全国から力作の集まったはんが甲子園の予備審査会=佐渡市相川栄町
全国から力作の集まったはんが甲子園の予備審査会=佐渡市相川栄町

 新潟県佐渡市を舞台に全国の高校生が版画の腕を競う「第22回全国高等学校版画選手権大会(はんが甲子園)」の予備審査会が、同市相川栄町のあいかわ開発総合センターで開かれた。風景や人物などを個性豊かに表現した高校生の作品に、審査員らの鋭いまなざしが向けられた。

 同審査会は14日に行われ、全国26校から168作品の応募があった。審査会場には、木版画などで授業風景や動物、果物などを表現した力作が並んだ。

 審査員を務める佐渡版画村美術館(同市相川米屋町)の理事長、中川順子さん(74)は「高校生とは思えない技術の高い作品が多い。年々レベルが上がっていると感じる。本戦が楽しみだ」と期待した。

 本戦は例年、予選を勝ち抜いた各校から3人1組で生徒が来島し、取材も含めた3日間で作品を作る。昨年は新型コロナウイルスの感染拡大を受け、生徒らは来島せず、オンラインで開かれた。

 個人部門の各賞受賞作品と本戦に出場する14校の審査結果は19日に発表される。同日、現在の感染状況を踏まえ、今大会の本戦開催方法も示される予定。

◆運営費CFまだ半分 「ぜひ応援を」

 「全国高等学校版画選手権大会(はんが甲子園)」の運営委員会が、大会運営費として募っているクラウドファンディング(CF)が17日現在、目標額とする120万円の半分ほどと苦戦している。1月末の締め切りが迫る中、大会事務局は「このままでは大会運営が難しい。ぜひ応援してほしい」と呼び掛けている。

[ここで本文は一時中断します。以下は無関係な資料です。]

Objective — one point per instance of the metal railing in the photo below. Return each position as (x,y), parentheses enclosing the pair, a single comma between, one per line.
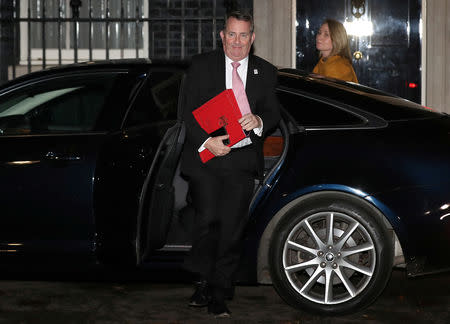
(146,40)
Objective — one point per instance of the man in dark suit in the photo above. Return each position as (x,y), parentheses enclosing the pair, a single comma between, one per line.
(221,189)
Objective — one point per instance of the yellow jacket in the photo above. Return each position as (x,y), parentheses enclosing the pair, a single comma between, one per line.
(336,67)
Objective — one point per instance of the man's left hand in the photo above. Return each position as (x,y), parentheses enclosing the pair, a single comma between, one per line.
(249,121)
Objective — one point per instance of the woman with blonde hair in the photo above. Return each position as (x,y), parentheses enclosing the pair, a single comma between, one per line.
(335,60)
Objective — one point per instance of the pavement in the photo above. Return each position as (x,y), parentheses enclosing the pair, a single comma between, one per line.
(146,298)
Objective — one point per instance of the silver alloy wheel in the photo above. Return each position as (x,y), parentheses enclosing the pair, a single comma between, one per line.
(329,257)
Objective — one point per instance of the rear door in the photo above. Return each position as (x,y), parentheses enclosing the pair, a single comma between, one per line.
(153,127)
(51,132)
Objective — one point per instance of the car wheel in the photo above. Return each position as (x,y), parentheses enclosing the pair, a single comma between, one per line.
(330,255)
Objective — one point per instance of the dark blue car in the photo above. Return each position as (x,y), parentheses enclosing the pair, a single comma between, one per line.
(357,181)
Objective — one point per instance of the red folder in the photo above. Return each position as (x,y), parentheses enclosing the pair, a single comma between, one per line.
(220,111)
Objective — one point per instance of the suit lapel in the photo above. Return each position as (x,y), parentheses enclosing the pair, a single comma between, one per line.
(251,87)
(219,80)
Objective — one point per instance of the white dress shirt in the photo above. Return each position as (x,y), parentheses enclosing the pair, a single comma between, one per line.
(242,71)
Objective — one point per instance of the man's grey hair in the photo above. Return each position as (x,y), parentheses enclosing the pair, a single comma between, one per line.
(240,15)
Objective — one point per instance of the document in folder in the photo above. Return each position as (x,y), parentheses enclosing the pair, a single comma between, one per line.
(220,112)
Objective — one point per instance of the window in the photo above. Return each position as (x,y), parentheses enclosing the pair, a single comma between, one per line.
(310,112)
(124,37)
(158,99)
(61,105)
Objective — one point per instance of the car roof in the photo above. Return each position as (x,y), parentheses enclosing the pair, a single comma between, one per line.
(141,64)
(385,105)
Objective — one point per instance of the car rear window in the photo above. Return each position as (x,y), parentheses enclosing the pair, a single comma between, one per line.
(309,112)
(384,105)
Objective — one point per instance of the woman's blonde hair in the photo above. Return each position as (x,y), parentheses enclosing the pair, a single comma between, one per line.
(339,39)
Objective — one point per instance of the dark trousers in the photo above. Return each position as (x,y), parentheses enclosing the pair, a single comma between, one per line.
(221,201)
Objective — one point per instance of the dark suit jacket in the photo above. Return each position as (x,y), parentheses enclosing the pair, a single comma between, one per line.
(206,79)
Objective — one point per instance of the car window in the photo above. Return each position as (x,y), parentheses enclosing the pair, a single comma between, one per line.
(308,112)
(157,100)
(64,104)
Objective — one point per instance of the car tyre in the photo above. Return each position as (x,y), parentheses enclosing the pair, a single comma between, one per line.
(330,254)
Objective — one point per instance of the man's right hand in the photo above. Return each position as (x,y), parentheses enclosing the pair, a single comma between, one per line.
(215,145)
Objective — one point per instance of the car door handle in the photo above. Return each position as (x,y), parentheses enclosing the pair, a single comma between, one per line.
(52,156)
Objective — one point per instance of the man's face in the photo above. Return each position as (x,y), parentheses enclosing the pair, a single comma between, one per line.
(237,39)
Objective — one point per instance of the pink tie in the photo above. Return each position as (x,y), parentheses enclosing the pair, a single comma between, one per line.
(239,90)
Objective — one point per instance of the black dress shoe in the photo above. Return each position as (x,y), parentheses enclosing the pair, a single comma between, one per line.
(218,308)
(229,293)
(201,296)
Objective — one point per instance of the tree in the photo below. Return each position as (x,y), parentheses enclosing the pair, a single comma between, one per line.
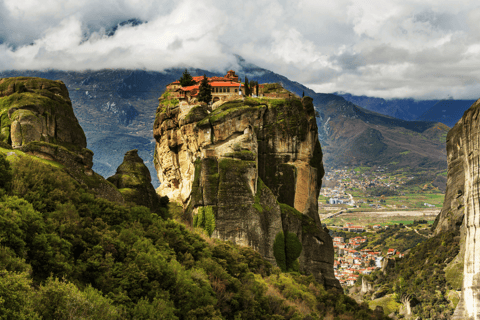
(5,172)
(186,79)
(247,89)
(252,87)
(205,91)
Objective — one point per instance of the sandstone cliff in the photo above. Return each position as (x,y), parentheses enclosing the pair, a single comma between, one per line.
(256,164)
(36,117)
(461,209)
(134,182)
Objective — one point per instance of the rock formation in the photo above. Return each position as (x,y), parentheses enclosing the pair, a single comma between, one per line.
(461,209)
(134,182)
(36,117)
(257,165)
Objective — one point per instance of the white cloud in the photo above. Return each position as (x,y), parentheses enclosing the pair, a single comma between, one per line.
(396,48)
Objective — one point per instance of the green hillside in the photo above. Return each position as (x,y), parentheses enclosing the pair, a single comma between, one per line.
(65,254)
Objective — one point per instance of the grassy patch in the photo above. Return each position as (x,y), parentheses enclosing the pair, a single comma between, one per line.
(388,304)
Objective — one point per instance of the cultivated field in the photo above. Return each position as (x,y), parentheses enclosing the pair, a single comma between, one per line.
(365,218)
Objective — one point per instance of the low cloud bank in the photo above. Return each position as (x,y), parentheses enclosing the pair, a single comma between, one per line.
(419,49)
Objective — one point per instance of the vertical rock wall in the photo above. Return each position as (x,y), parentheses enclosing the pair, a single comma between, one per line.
(461,208)
(258,164)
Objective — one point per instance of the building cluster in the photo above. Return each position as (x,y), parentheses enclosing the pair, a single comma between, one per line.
(350,263)
(222,88)
(349,178)
(226,88)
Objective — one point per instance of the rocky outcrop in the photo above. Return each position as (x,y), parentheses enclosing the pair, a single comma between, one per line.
(461,209)
(36,117)
(257,163)
(134,182)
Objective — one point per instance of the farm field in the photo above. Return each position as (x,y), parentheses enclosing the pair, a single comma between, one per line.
(366,218)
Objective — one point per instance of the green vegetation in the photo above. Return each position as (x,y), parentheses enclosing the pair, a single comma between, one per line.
(286,251)
(205,219)
(421,277)
(388,304)
(66,254)
(205,91)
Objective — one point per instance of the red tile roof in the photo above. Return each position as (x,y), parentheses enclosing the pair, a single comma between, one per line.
(223,84)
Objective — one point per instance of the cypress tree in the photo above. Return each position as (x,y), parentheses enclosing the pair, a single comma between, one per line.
(247,89)
(205,91)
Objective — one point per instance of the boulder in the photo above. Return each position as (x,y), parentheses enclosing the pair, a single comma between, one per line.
(36,117)
(134,182)
(258,164)
(461,208)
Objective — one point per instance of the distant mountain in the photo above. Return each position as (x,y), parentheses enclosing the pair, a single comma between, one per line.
(405,109)
(354,136)
(116,109)
(131,22)
(447,111)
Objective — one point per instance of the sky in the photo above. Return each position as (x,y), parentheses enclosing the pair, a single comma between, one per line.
(426,49)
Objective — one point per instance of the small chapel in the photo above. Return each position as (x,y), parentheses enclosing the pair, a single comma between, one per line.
(223,88)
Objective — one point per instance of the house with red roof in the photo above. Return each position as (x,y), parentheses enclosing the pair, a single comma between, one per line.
(223,88)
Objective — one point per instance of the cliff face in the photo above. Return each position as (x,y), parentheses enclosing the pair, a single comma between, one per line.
(134,182)
(256,165)
(461,210)
(36,117)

 同大会では例年、島内企業などから協賛や寄付を募り、運営費に充てている。ウイルス禍でこうした支援が受けにくくなっているため、CFを開始した。

 これまでに全国から約60万円が寄せられたものの、120万円には届かない。目標額を達成しなければ支援金を受け取れない仕組みで、事務局は一層の支援を呼び掛けている。

 1口千円~10万円。CF専用サイト「READYFOR(レディーフォー)」で受け付けている。返礼品は、大会作品の絵はがきや受賞作品のデータなどを用意している。